S'agissant du second point, fiscalement, la doctrine administrative ne traite que du cas des ajustements de plans opérés dans le cadre d’opérations de restructuration. Elle précise ainsi que certaines opérations de restructuration expressément visées par le Code de commerce sont intercalaires lorsqu’elles sont réalisées pendant la période d’acquisition, sous réserve, en particulier que « les critères initiaux d’acquisition définitive, notamment ceux liés à la performance, soient adaptés de manière à conserver l’esprit des critères initiaux »8 . L’hypothèse d’une modification du plan d’AGA n’est en revanche pas abordée par la doctrine administrative fiscale.

Par extension de la doctrine applicable aux cas de restructurations, les modifications des conditions du plan, comme par exemple, celles concernant les critères de performance en cas de changement du portefeuille d’actifs de la société ou de baisse d’activité exceptionnelle (ex. période Covid), ne devraient pas remettre en cause le régime fiscal de faveur dès lors que l’esprit des critères initiaux serait conservé9. A défaut, en cas de modification substantielle du plan, la pratique majoritaire estime qu’il existe un risque que les administrations fiscale et sociale considèrent que la modification est telle qu’elle a entraîné la création d’un nouveau plan (i.e., novation du plan) faisant démarrer une nouvelle période d’acquisition (et donc une déqualification en cas d’événement de liquidité pendant cette nouvelle période).

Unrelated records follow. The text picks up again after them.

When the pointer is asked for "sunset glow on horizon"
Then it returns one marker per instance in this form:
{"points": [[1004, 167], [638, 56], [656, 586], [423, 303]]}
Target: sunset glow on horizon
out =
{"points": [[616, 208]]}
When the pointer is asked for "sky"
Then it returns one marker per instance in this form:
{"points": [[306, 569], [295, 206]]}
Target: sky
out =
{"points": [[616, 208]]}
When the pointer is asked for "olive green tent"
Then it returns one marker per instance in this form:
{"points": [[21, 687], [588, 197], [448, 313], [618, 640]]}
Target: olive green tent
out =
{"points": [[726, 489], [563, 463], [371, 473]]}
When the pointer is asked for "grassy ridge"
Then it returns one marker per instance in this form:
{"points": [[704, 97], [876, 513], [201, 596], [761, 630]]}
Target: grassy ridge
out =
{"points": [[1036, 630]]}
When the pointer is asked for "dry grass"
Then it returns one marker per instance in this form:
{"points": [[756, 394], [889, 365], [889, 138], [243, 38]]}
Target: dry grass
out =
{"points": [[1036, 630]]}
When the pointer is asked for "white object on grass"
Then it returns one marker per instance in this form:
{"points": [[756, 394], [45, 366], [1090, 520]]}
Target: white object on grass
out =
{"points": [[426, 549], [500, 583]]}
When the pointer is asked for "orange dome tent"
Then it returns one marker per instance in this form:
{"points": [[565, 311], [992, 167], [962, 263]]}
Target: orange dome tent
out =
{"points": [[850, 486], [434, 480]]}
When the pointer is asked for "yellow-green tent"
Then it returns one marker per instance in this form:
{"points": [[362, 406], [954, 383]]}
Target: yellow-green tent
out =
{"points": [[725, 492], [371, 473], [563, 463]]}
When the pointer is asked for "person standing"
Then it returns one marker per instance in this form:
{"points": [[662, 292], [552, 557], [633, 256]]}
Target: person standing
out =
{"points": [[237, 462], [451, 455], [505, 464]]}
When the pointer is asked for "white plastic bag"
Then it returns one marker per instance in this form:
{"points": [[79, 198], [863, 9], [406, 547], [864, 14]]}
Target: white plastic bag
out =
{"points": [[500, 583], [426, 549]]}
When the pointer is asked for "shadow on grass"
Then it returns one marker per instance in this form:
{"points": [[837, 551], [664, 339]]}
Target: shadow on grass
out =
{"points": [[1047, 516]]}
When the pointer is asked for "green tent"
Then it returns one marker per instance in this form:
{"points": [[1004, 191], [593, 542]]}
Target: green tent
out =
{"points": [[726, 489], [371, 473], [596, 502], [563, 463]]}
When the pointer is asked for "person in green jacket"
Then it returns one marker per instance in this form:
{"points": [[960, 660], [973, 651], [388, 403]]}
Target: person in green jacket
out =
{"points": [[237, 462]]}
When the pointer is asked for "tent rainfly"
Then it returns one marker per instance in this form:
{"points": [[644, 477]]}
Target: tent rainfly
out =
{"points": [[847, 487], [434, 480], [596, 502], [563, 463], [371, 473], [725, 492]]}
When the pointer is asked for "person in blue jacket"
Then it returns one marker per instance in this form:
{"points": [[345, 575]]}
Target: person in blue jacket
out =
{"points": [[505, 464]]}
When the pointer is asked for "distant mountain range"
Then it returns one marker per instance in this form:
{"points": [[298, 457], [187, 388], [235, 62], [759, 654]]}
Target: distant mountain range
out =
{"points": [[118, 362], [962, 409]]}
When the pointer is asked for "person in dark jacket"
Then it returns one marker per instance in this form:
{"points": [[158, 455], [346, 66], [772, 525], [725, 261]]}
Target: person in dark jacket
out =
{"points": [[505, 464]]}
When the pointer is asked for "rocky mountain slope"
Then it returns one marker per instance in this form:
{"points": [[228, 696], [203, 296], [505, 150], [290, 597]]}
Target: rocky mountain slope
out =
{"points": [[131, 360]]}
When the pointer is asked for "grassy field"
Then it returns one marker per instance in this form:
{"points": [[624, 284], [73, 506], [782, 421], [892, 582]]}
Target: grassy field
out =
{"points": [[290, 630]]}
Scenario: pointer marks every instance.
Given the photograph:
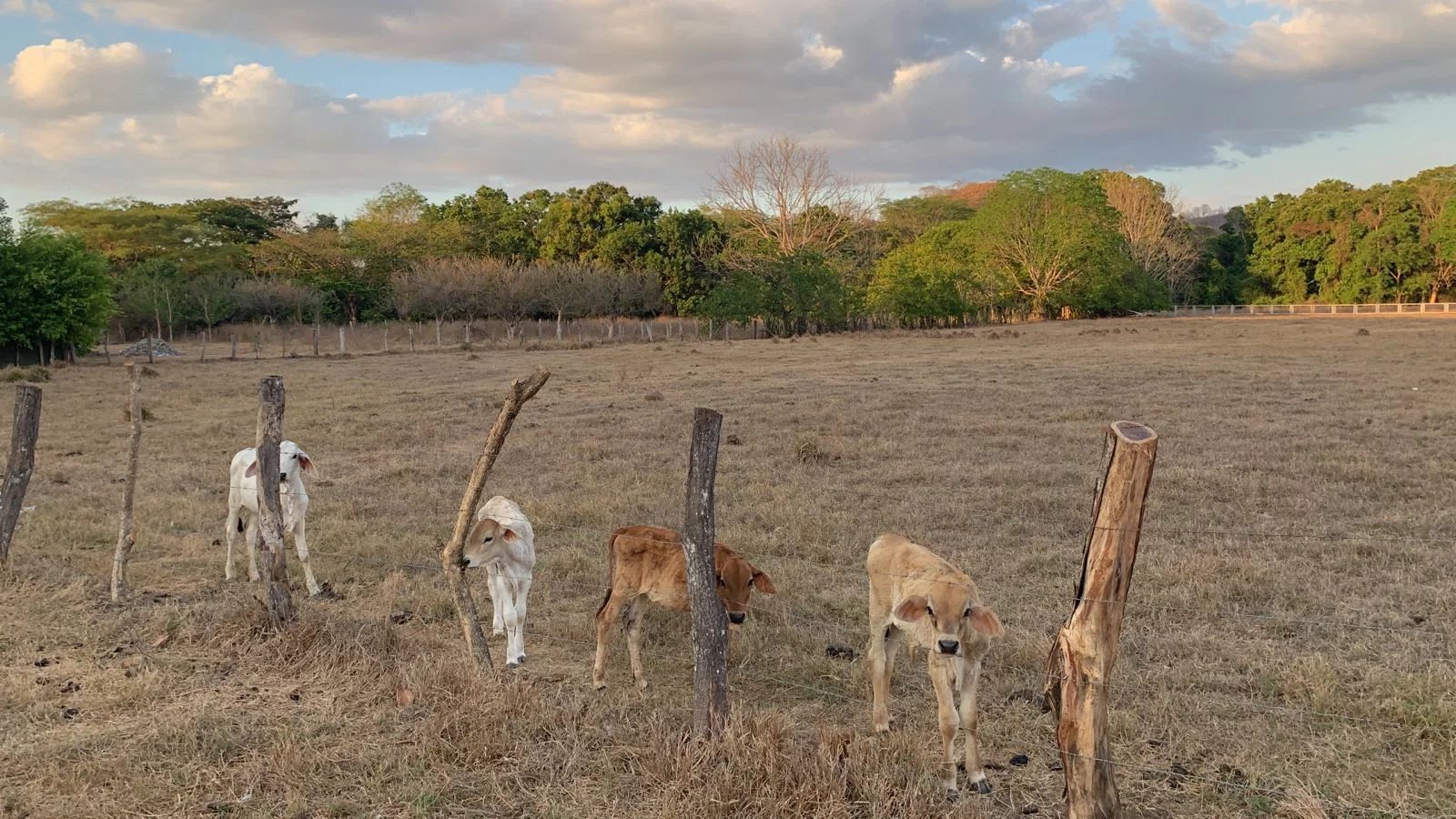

Il devrait toutefois être possible d'opposer le fait que les textes fiscaux et sociaux conditionnent l’application du régime de faveur au fait que les AGA aient été réalisées conformément au cadre légal fixé par le Code de commerce. Or, dans la mesure où juridiquement, des ajustements d’un plan d’AGA en cours sont possibles sans entraîner sa déqualification, les régimes fiscaux et sociaux devraient en principe s’aligner.

Dans l’attente d’une éventuelle précision de l’administration sur ce sujet, il convient de rester vigilant sur les conséquences fiscales et sociales des modifications de plan en cours et de se réserver des arguments en prenant certaines précautions dans la rédaction du plan d’AGA.

Article paru dans Option Finance le 13/03/2023


[1] Exclusion conditionnée au respect d’obligation déclarative par l’entreprise (articles L.242-1 et L.242-14 du CSS). 
[2] Contribution sociale patronale au taux de 20 % (art. L.137-13 du CSS) et contribution sociale salariale au taux de 10 % (art. L.137-14 du CSS).
[3] Egal à la valeur des actions à leur date d'attribution définitive.
[4] Article 80 quaterdecies du CGI. 
[5] Article L.225-197-1 du Code de commerce.
[6] Communication ANSA, comité juridique n° 22-033 du 06/07/2022.
[7] Ainsi qu'à la politique de rémunération lorsque la société a des actions admises aux négociations sur un marché réglementé, conformément à l'article L. 22-10-59 du Code de commerce.
[8] BOI-RSA-ES-20-20-10-20-24/07/2017, n°150.
[9] Il devrait en aller de même du point de vue social même si les textes sont silencieux à cet égard.